He knew a prison sentence was likely and was paving the way for his impending incarceration.

Ardent cyclist and Quaker

Born on 26 November 1914, Bob was an ardent cyclist in the 1930s and during his many evening and weekend rides would debate with his friends on the current economic climate, on politics and religion.

He was attracted by the Quakers he met and in 1940 started to attend the Quaker Meeting in Southampton that was to be a main thread of his life until his sudden peaceful death on 31 July.

Prisoner of conscience

In 1942, six months' hard labour was his sentence. “Hard labour” meant no mattress on the bed for the first week in Winchester prison in cell B 4 84. He was left alone with a Bible, prayer book, one work of fiction and one non-fiction. Two days later Bob was transferred to Dorchester prison where for five weeks his carpentry skills were put to good use in the workshop and the nearby governor's house.

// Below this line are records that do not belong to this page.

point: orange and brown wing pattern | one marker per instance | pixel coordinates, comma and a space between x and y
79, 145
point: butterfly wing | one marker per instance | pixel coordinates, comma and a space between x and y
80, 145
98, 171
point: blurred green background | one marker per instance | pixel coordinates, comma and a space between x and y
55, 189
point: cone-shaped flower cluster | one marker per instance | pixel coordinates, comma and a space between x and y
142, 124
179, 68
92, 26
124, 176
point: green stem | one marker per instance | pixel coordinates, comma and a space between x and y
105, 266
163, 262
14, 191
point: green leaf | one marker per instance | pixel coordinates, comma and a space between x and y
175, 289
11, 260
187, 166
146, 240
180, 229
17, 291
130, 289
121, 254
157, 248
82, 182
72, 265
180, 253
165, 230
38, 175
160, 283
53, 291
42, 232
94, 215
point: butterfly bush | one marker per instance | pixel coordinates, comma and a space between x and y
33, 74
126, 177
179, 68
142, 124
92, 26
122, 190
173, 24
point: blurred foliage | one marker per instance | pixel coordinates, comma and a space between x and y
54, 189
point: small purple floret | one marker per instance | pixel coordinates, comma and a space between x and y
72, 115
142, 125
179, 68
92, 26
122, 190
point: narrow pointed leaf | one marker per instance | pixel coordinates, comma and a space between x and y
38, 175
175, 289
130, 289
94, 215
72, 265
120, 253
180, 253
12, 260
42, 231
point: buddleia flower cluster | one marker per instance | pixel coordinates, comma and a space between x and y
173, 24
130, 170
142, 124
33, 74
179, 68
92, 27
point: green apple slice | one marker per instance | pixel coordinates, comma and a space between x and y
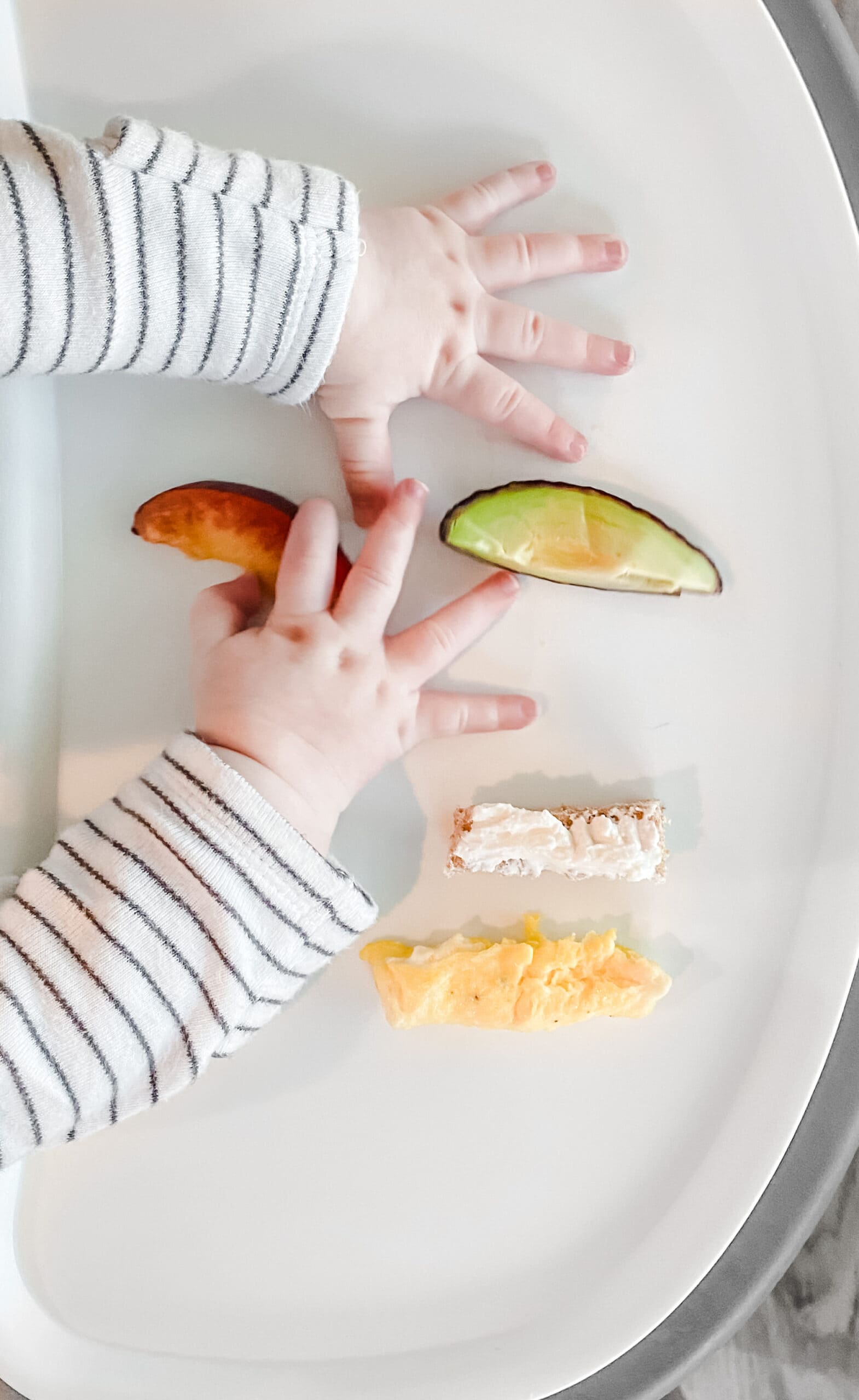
578, 535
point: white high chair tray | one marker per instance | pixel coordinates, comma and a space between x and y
345, 1211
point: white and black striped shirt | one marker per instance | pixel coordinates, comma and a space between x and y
149, 253
159, 934
166, 929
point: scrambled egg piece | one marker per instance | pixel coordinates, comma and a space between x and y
533, 983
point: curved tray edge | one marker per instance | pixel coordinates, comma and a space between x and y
828, 1136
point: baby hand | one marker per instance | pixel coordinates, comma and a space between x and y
314, 702
423, 316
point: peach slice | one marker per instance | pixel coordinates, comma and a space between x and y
223, 520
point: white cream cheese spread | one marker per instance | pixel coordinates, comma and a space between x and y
616, 844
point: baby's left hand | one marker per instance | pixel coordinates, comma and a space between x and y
314, 702
423, 316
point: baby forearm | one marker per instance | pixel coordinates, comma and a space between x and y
150, 253
159, 934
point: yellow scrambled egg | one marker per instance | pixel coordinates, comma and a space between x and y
531, 983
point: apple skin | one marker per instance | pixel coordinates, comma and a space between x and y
237, 524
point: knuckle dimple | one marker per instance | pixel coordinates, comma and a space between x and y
440, 636
535, 332
509, 402
525, 253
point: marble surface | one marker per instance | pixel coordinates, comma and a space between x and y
803, 1341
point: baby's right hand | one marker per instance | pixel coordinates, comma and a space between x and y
314, 702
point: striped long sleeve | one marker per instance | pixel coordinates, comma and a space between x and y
159, 934
150, 253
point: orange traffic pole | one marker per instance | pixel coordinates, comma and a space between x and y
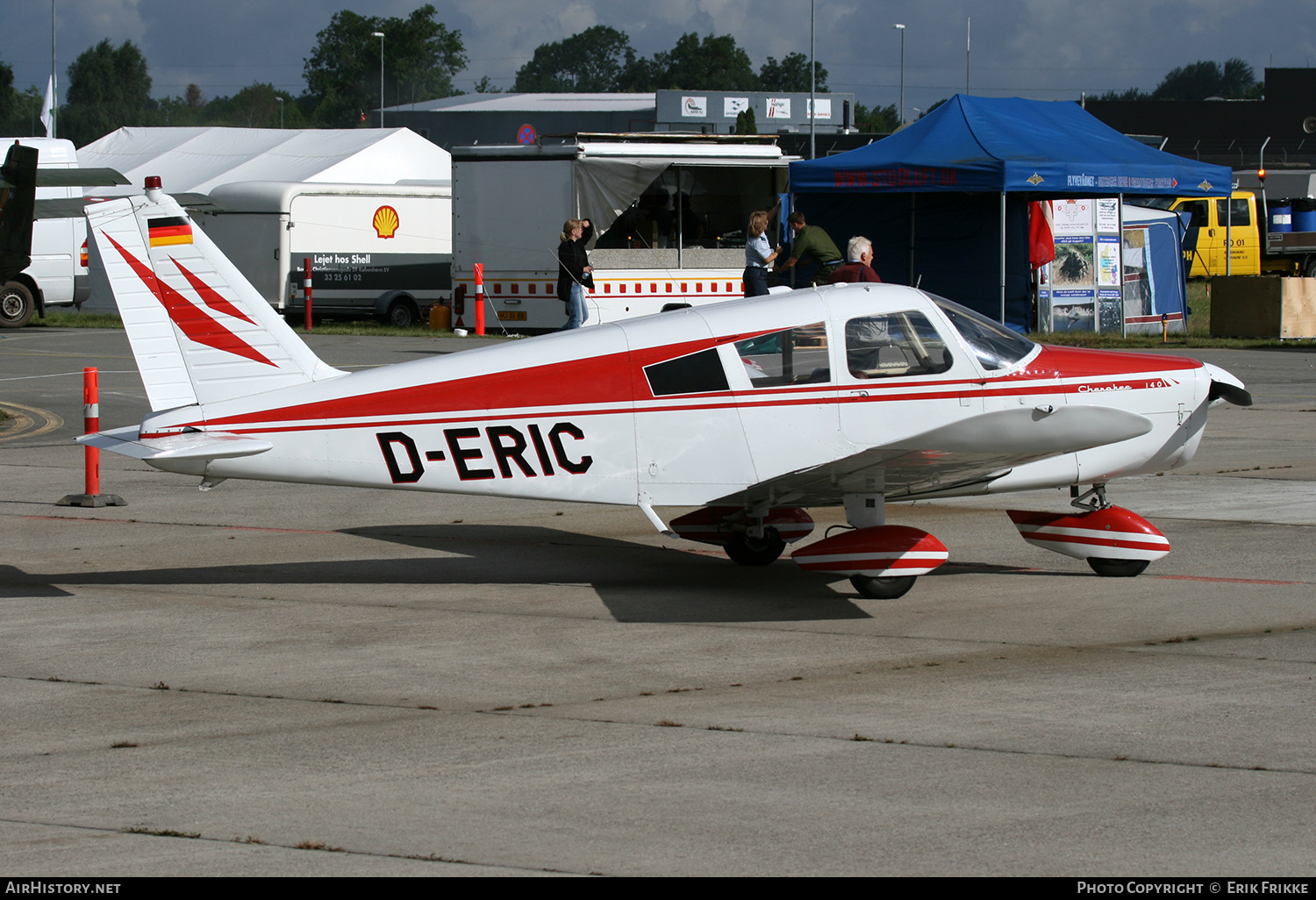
91, 424
305, 284
91, 455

The remainder of his sentence was spent in Wormwood Scrubs in the company of other conscientious objectors with plenty of time to reflect on his pacifist views and read War and Peace and the journal of his beloved George Fox.

Marching on

In 1958 at Easter time, Hugh Brock and Pat Arrowsmith, with Donald Soper and Fenner Brockway, led the first march to Aldermaston. Bob took his wife May and three small children - Elizabeth, David and Ruth - to walk the 50 miles from Trafalgar Square. The family walked for peace for a decade in this way each Easter.

When Bob and May moved to Alton in 1983 they supported a strong local peace group that held vigils every month in Alton High Street. At Greenham Common, May would regularly visit the women's peace camp and together they would hold a Meeting for Worship with the women protesters.

Bob was a fanatical supporter of the peace movement and devoted his life to the cause that he considered central to the wellbeing of humankind.